The attorneys general have secured some major victories. Judges have ordered probationary workers reinstated to roles in the federal government and funds unfrozen. But a ruling by the U.S. Supreme Court in a separate case that the Trump administration did not need to rehire workers gives Ellison some worry, he said.
The federal government has appealed a court order blocking Trump's executive order revoking birthright citizenship. The U.S. Supreme Court will hear arguments on the subject in May.
Even when the attorneys general succeed in court, Ellison said, Trump can still do "a lot of damage."
Ellison said his efforts weren't political. He said he's concerned with the rule of law and Trump's efforts on birthright citizenship.
"How can anybody think I'm going to sit around and allow that?" he said.
Wurman said he thought federal judges had granted injunctions that were too sweeping, citing the birthright citizenship case. He argued the courts should not halt the executive order universally or before the policy goes into effect.
Respect between the judicial branch and the executive, Wurman said, is a "two-way street."
"Yes, the executive has to respect these court orders and it can't ignore them just because the president thinks they're wrong," Wurman said, "but courts have to respect executive power too."
Niska said Minnesota may have an interest in challenging some of the actions from the Trump administration.
"The pattern I've seen from Attorney General Ellison, though," Niska said, "has been sort of a knee-jerk — join virtually every challenge or take on every single fight in a way that I think is more about Democrat partisan politics than it is about the interests of the state of Minnesota."
Conflict with the courts
Ellison said most of what Trump wants to do could be legal — if he follows the correct process. But he said Trump doesn't want to listen to other points of view or wait for Congress to pass legislation.
With the Trump administration's "belligerence" toward the courts, Ellison said he's worried the world's longest-established democracy could be thrust into a Constitutional crisis by summer. The nation isn't there yet, Ellison said, but U.S. Supreme Court Chief Justice John Robert's rebuke of Trump's calls to impeach a judge who ruled against his deportation plans was stark.
Wurman said the standoff between Trump and the courts over deportations was "too close for comfort" to a conflict between the two branches. But he said the country was not approaching a constitutional crisis — at least not yet.
At town halls across the state, Ellison said he gets asked routinely — what if Trump defies court orders?
He said nobody likes the answer.
"The answer is: The American people are the people who guarantee American democracy, and the price of freedom is eternal vigilance."

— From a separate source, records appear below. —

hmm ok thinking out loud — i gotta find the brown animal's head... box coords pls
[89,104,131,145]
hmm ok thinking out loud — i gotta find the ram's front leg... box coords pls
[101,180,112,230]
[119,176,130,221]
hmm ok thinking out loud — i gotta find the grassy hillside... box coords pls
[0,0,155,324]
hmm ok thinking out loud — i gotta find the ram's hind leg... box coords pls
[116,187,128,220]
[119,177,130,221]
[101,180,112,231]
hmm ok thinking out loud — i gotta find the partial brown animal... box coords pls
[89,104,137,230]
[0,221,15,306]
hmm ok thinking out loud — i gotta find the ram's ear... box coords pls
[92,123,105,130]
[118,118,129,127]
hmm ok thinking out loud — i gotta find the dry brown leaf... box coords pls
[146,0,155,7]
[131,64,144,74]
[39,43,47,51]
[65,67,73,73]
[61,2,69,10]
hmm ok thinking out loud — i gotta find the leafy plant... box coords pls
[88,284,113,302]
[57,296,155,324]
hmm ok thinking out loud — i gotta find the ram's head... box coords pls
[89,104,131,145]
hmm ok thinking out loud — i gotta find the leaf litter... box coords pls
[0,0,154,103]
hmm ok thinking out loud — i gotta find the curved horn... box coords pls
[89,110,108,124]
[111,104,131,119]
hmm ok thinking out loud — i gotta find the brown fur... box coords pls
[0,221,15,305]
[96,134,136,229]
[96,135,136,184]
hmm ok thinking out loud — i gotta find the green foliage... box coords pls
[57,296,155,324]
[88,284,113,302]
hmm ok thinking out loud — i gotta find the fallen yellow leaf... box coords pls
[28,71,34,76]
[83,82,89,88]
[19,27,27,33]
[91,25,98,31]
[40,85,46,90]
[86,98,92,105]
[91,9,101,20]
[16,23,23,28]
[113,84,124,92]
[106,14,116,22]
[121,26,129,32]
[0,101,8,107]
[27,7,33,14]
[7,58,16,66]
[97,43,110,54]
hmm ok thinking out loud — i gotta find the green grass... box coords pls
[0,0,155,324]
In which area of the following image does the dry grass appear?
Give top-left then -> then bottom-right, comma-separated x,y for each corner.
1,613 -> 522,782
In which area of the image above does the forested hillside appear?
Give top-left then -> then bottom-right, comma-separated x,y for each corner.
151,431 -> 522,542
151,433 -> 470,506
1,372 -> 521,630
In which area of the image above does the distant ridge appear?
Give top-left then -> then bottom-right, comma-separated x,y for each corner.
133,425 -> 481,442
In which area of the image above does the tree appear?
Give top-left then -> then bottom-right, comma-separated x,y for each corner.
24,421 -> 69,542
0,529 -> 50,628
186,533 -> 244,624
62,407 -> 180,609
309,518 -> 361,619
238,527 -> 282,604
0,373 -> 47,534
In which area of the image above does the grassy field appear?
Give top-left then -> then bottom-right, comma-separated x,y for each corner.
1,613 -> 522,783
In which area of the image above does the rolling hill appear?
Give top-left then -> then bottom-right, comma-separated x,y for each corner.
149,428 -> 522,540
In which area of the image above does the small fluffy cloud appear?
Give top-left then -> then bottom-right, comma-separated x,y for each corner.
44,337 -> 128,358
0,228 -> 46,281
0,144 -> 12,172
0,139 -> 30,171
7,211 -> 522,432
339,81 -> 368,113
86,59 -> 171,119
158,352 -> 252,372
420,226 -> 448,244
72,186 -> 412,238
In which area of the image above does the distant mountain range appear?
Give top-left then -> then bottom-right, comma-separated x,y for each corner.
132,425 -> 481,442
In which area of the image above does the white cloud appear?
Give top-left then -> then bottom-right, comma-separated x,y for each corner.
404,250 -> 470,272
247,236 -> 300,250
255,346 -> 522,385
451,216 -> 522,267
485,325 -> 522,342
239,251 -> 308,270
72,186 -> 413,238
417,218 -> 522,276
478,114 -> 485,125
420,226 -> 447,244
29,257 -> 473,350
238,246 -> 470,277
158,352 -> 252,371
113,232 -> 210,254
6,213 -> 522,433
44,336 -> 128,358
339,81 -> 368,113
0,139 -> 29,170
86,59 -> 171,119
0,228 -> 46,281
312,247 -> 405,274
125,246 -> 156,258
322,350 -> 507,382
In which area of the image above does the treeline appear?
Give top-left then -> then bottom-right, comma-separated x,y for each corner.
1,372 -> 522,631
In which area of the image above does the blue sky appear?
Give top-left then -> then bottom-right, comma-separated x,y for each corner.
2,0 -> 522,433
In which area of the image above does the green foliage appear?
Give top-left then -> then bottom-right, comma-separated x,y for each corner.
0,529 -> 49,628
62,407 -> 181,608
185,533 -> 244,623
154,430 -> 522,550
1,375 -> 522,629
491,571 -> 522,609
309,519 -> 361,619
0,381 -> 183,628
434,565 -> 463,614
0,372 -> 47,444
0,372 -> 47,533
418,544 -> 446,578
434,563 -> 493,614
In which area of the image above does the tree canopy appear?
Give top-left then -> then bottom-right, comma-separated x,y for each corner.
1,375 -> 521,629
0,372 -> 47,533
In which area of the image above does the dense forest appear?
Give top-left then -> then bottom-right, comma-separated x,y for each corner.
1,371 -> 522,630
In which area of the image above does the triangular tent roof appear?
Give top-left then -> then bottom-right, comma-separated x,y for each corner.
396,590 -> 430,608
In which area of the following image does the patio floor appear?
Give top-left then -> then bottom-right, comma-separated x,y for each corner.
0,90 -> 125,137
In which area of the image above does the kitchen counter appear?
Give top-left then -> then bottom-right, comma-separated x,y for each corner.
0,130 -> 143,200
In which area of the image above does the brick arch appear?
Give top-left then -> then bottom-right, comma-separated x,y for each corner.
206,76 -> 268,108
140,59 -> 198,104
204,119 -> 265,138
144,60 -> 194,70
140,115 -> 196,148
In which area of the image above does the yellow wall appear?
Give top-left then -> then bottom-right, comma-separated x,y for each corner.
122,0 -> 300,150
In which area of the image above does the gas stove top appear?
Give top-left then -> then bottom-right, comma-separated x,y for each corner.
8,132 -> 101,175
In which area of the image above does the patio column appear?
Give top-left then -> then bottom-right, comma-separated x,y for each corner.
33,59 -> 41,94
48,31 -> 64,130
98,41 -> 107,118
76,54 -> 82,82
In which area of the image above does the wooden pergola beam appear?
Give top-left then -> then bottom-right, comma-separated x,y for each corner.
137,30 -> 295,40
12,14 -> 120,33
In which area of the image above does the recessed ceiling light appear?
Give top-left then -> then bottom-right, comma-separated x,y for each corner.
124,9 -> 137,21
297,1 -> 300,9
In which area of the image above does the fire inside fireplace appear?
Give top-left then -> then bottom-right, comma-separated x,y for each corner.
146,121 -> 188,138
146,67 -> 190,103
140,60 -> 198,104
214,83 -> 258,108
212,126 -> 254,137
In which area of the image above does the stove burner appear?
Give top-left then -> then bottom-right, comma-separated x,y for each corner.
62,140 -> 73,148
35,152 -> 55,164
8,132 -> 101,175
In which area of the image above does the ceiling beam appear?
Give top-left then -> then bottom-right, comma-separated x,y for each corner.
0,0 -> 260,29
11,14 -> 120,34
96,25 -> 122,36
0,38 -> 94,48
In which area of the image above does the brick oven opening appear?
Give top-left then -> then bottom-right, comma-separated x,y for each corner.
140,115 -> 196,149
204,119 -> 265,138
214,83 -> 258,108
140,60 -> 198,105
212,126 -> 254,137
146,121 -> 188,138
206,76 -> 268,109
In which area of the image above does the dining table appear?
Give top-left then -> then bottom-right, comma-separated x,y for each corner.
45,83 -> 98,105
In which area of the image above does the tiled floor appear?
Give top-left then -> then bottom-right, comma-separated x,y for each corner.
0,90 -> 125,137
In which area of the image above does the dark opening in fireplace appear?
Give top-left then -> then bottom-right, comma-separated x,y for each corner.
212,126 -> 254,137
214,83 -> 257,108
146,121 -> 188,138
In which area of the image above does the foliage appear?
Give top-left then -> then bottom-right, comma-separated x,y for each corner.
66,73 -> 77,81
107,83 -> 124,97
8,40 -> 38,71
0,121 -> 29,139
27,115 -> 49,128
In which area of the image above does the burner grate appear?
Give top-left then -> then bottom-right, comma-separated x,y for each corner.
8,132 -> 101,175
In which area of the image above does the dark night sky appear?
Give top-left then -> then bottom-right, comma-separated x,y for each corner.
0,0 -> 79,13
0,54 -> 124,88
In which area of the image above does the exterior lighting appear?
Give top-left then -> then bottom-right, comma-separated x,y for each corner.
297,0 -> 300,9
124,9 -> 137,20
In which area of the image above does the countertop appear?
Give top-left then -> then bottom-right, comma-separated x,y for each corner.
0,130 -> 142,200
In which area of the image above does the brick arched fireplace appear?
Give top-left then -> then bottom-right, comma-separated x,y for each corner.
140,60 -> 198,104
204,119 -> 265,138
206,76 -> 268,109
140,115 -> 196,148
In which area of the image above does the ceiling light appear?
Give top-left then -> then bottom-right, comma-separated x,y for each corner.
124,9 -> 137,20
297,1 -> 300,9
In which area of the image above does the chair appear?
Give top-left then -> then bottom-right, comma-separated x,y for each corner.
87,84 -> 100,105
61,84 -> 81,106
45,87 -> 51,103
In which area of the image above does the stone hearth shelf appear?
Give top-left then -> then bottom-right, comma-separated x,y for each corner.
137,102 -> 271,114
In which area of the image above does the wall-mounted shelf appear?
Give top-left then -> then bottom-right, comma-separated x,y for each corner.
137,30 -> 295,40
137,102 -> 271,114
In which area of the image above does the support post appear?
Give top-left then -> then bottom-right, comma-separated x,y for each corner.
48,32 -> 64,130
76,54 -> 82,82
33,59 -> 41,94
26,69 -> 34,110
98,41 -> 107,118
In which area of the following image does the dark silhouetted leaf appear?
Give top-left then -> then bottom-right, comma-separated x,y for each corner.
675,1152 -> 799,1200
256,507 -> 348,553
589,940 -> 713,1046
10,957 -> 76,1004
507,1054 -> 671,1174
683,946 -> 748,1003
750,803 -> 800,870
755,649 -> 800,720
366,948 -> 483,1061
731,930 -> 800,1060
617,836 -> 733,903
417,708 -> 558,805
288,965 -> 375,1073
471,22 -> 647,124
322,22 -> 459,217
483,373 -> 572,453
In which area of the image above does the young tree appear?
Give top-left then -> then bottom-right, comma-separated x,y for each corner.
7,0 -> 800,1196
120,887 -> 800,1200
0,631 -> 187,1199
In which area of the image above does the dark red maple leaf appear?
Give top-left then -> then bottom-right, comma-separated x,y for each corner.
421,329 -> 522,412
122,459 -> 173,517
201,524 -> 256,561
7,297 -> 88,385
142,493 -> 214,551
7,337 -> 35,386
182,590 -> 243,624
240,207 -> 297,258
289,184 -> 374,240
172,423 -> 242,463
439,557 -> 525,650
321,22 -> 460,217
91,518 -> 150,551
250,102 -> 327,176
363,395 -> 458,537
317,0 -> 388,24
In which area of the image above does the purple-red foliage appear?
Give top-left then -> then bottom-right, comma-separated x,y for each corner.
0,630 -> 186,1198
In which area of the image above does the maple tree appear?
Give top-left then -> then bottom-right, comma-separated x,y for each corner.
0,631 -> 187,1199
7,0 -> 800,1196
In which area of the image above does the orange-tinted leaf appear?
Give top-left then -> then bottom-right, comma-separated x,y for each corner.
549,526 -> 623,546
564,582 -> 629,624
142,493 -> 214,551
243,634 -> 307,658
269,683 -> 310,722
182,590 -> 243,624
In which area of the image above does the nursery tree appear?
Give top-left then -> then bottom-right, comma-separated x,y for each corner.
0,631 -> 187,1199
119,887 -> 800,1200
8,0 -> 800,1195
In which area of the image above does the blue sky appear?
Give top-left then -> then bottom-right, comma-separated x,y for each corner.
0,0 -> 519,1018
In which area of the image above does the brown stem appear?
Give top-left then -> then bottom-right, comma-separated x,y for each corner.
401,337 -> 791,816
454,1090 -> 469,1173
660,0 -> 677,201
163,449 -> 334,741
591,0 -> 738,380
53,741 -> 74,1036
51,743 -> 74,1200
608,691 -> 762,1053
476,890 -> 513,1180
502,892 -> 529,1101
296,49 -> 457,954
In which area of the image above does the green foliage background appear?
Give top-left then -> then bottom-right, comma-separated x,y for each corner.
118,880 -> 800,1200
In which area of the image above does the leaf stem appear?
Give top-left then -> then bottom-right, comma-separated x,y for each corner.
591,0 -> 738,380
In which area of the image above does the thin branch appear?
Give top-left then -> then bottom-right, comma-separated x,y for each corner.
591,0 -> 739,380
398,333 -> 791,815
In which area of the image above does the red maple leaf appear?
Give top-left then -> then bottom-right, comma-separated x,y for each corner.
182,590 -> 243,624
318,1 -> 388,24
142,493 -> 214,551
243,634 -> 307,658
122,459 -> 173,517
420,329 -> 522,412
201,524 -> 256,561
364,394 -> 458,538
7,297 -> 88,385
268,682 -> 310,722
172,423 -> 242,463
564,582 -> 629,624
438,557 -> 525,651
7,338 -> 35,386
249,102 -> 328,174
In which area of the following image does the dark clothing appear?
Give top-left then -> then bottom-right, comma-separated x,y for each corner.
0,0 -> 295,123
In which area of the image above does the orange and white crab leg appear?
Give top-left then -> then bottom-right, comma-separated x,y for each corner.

"I recognize the limitations of American law," Ellison said, "and I recognize that American judiciary exists as a force for protecting American democracy because people still have some semblance of recognizing it as legitimate authority. But when it runs out, the American people are going to have to rise up and say, 'This is our country and we're going to keep it this way.'"
Ellison said he's convinced Trump will keep working to shift policy and slash the federal government.
"If he keeps it up, I'll keep it up," Ellison said. "If he stops, then I'll stop. But if he thinks he's going to keep raising hell with the American people and nobody's going to fight him, I'll fight him until his last day."